Election season is on the horizon, with the most coveted job in the United States once again up for grabs. Republican Mitt Romney is going all out in his bid to unseat President Obama from the White House, spending a whopping $78,624,564 in his campaign so far, according to the Federal Election Commission.
For his part, our friend Obama has certainly been no slouch in the money-raising stakes. In fact, the incumbent’s spending so far – an incredible $172,370,942 – has dwarfed that of his main challenger, bringing the total amount burned by the two rivals to a staggering $250,995,506 by March 31.
This huge spending spree got the boys at Movoto thinking once again – rather than spend all that money on trying to get in to the White House, wouldn’t it be cheaper just to buy the damn thing outright? How much can the White House really be worth?
To get a grasp of the true cost of the White House, our friends at Movoto turned to the Koitz Group, specialists with over a decade’s experience in Washington DC luxury real estate (after all, it is a very nice, White House).
The Koitz Group’s experts duly got their heads together to work out just how much the White House would cost, if it was listed for sale on the open market. After a great deal of agonizing, arguing, bickering and name calling, they eventually came back with the following infographic that shows just how much America’s most famous house would cost on today’s market:
Koitz Group based their $110 million valuation on the cold hard facts – comparing the features and amenities the White House has to offer with similar luxury homes in the Washington DC area. Even so, this was not an easy task, considering that the second largest luxury home in the city, owned by AOL co-founder Jim Kimsey, is barely half the size of the White House.

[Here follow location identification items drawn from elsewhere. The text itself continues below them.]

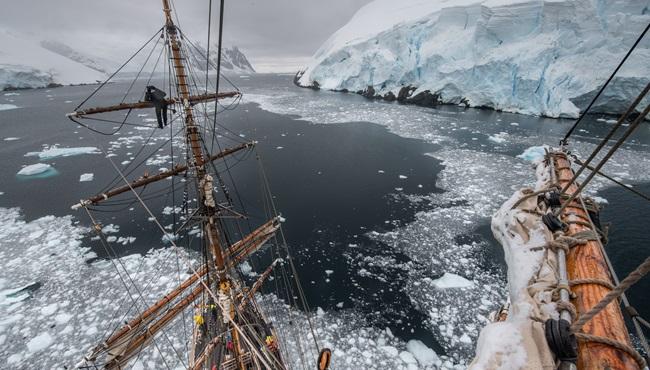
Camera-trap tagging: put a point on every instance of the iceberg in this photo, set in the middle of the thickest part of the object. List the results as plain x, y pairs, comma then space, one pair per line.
7, 106
84, 177
38, 170
28, 64
54, 152
526, 56
449, 280
534, 153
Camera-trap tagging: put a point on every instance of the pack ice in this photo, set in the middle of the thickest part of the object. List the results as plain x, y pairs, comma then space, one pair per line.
528, 56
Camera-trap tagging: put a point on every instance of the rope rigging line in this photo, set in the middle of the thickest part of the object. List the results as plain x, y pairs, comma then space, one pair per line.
607, 156
625, 186
119, 69
611, 133
611, 77
195, 272
108, 250
580, 238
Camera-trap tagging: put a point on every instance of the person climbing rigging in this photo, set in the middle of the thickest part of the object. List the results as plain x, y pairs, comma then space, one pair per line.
157, 98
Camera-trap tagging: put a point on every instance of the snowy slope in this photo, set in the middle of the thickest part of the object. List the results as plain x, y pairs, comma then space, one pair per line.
528, 56
25, 63
232, 59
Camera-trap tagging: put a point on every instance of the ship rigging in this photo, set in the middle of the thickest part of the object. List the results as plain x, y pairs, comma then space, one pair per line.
230, 329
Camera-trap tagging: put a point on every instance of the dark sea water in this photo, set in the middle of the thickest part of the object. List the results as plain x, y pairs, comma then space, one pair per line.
335, 183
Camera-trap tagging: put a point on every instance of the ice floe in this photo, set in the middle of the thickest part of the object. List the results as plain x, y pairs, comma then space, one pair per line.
38, 170
84, 177
449, 280
7, 106
54, 152
534, 153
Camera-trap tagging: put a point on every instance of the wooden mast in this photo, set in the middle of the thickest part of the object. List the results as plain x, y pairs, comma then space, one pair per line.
588, 262
193, 138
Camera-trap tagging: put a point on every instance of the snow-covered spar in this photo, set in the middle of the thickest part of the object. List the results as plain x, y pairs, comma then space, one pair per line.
230, 330
561, 282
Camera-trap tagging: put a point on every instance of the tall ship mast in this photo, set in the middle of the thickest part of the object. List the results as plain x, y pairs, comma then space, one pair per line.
229, 330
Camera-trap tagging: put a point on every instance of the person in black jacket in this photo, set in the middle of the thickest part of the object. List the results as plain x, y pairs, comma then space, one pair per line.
157, 98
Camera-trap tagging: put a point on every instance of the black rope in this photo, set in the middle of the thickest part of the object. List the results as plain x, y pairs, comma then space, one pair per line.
638, 40
119, 69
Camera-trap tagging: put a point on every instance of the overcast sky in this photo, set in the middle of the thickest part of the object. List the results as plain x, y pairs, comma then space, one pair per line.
274, 34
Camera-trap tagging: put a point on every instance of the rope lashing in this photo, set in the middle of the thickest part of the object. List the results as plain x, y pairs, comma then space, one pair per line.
529, 194
615, 293
630, 280
613, 343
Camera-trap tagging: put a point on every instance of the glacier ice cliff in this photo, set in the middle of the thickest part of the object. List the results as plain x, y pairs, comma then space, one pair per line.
24, 63
540, 57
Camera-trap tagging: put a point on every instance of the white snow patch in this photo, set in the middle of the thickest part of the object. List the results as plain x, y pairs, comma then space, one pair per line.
534, 153
40, 342
35, 169
54, 152
86, 177
7, 106
449, 280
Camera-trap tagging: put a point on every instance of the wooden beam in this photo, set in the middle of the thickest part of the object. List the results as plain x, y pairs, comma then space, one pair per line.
588, 262
146, 180
258, 284
192, 100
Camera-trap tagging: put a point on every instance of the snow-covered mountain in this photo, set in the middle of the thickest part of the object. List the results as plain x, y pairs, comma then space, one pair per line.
546, 57
98, 64
232, 59
26, 63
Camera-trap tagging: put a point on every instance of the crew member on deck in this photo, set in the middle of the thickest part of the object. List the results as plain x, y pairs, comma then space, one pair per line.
157, 98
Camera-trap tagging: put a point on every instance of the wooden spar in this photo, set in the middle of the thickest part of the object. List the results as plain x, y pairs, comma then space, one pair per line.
249, 295
250, 243
135, 323
588, 262
192, 99
146, 180
207, 351
135, 344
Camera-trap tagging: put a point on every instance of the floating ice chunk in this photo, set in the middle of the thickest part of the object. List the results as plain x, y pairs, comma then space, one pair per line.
10, 296
498, 138
40, 342
110, 228
49, 309
169, 237
425, 355
54, 152
534, 153
449, 280
62, 318
408, 357
40, 170
86, 177
7, 106
599, 200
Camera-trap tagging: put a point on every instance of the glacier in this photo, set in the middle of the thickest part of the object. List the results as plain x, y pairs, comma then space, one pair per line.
24, 63
538, 57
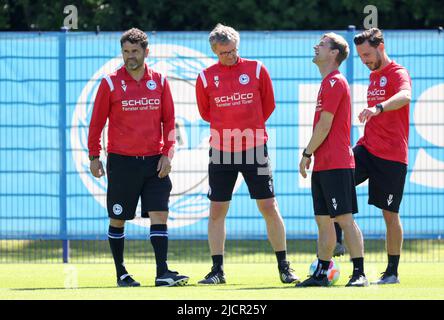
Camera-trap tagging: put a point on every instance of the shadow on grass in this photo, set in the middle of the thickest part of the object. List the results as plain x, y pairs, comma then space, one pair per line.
197, 251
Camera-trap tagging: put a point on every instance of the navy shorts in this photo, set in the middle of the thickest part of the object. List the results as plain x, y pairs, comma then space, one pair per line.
386, 179
334, 192
254, 165
133, 178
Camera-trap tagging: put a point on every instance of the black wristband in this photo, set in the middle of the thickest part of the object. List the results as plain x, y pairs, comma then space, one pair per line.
380, 107
306, 155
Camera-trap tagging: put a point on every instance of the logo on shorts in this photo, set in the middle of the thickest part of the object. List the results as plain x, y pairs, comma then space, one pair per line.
150, 84
117, 209
244, 79
335, 204
390, 200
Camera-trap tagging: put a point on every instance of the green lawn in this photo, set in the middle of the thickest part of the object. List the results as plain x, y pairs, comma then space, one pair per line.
244, 281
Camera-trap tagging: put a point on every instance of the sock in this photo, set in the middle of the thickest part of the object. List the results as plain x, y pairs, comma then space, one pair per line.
338, 233
116, 238
322, 269
159, 241
281, 256
218, 262
358, 266
392, 267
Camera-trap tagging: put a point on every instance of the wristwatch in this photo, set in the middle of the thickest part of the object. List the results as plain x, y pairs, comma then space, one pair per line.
306, 155
379, 107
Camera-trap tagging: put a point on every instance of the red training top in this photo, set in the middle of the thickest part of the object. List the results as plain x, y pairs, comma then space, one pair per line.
386, 135
141, 115
236, 100
335, 151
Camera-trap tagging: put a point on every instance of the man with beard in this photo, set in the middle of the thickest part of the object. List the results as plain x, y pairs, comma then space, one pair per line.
381, 155
137, 102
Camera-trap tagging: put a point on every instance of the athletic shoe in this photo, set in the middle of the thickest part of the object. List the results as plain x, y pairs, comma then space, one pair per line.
339, 250
286, 273
357, 281
216, 276
126, 281
387, 279
171, 279
313, 282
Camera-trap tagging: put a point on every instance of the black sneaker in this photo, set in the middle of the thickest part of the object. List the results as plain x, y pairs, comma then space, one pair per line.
126, 281
339, 250
313, 282
286, 273
216, 276
171, 279
357, 281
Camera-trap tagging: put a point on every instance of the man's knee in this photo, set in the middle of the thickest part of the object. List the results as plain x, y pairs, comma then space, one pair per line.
218, 210
345, 220
268, 207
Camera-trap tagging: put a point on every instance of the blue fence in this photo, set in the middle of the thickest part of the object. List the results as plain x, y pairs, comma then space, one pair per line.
48, 82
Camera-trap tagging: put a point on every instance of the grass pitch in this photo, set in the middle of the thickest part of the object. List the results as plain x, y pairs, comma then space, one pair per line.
244, 281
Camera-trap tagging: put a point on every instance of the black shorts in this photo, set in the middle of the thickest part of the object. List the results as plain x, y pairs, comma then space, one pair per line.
334, 192
254, 165
131, 178
386, 179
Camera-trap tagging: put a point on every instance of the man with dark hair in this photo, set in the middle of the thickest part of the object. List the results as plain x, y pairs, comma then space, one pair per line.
236, 97
332, 180
137, 102
381, 155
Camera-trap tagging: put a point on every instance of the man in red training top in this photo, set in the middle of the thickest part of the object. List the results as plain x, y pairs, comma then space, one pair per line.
137, 102
332, 180
381, 155
236, 97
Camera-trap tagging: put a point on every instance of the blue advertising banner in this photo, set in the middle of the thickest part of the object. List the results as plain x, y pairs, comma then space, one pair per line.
47, 87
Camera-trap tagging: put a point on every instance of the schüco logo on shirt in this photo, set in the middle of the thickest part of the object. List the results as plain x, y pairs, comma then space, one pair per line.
234, 97
376, 92
133, 104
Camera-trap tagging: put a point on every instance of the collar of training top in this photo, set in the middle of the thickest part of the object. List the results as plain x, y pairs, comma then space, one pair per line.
127, 76
238, 62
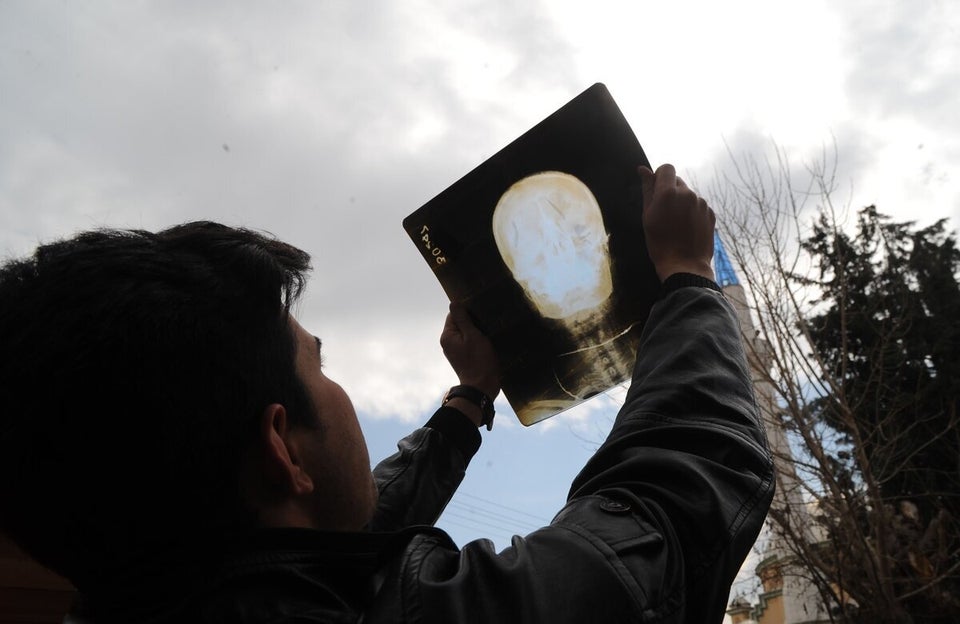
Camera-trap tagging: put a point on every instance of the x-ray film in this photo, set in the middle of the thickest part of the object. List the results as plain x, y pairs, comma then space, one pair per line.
543, 243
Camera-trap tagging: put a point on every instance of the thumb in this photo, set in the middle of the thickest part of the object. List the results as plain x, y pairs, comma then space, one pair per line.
461, 318
647, 181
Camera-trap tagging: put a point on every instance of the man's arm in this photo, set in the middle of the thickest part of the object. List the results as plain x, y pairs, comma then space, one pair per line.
659, 520
416, 483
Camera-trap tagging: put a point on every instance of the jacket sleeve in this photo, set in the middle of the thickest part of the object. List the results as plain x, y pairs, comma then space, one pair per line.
416, 483
658, 521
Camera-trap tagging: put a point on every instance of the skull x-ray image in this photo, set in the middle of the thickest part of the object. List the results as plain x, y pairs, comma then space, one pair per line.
544, 245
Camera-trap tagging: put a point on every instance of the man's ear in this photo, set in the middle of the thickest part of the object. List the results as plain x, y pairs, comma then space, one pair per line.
283, 454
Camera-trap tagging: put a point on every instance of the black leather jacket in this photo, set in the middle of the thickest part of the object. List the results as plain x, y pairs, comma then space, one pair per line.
655, 528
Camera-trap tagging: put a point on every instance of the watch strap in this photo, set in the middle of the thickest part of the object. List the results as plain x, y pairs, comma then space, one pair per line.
478, 398
683, 280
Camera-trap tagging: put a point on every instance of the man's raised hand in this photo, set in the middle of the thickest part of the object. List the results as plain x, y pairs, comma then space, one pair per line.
678, 225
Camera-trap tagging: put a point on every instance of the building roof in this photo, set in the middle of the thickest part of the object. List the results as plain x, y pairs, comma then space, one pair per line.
726, 276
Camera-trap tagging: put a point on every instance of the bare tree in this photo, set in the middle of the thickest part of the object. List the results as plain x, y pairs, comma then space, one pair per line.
859, 403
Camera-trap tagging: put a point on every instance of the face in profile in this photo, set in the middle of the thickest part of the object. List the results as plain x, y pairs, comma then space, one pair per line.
337, 458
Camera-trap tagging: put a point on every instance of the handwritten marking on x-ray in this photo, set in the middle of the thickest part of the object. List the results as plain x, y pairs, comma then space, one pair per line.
435, 251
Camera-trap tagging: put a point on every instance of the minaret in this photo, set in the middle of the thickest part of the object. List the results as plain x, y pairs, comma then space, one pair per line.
781, 576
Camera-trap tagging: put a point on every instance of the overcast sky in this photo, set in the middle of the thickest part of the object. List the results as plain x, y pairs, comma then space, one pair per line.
328, 122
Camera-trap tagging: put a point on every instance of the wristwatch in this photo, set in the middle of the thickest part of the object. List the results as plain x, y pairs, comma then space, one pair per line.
682, 280
478, 398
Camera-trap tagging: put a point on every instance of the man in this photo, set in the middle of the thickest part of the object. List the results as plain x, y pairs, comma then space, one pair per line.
171, 444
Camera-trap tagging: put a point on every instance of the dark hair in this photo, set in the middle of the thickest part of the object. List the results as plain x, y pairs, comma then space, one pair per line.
133, 367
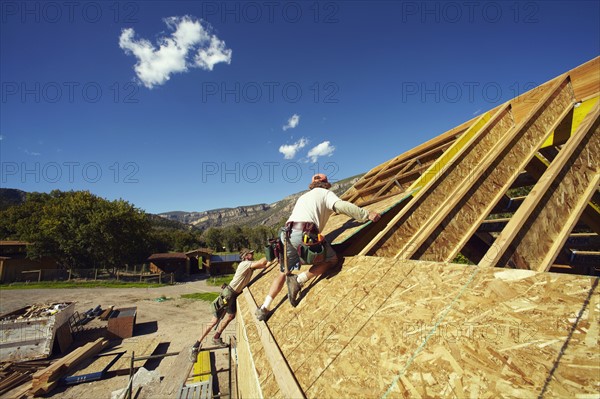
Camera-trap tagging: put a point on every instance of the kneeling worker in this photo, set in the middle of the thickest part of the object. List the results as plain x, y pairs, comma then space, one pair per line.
225, 304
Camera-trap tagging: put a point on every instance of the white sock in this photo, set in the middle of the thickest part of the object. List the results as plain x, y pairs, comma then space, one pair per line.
267, 303
302, 278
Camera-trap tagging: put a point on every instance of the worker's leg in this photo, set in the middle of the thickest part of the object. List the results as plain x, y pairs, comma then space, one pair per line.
279, 281
193, 352
208, 327
317, 269
226, 320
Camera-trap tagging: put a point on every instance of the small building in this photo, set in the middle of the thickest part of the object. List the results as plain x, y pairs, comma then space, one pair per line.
199, 260
15, 266
171, 262
193, 262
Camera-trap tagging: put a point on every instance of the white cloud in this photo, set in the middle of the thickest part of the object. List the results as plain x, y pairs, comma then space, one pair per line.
325, 149
33, 154
289, 150
292, 122
189, 46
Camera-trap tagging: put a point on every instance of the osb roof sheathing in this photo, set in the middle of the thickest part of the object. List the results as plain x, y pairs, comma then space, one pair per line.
403, 328
392, 325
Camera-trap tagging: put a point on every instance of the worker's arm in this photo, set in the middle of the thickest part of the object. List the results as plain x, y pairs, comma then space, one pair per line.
355, 212
259, 264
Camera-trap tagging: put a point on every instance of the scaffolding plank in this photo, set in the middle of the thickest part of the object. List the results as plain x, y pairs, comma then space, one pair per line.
456, 172
286, 380
467, 207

Kimsey’s home is estimated to be worth around $45 million, according to Jason Koitz, chief real estate strategist at the Koitz Group. In addition, the property is reckoned to have only 25% of the available floor space that’s found in the White House.
By estimating the value of Kimsey’s home and other luxury properties in the area, Koitz believes that the $110 million figure is a pretty realistic one for what the White House has to offer, and yet…
Realistically speaking however, Koitz concedes that the White House wouldn’t fetch anything like that amount in today’s market, saying that a sales price of just $75 million to $80 million would be more likely.
Of course, Koitz’s factoring doesn’t take into account the historical value of the White House – should Washington DC’s most famous piece of real estate ever find itself up for auction, it’s likely that novelty value alone would ensure a price that far exceeds any realistic appraisal of its value.
“We could talking about the world’s first billion dollar purchase for a single-family house,” admits Koitz.
Suddenly, Obama and Romney’s spending is beginning to look like peanuts in comparison.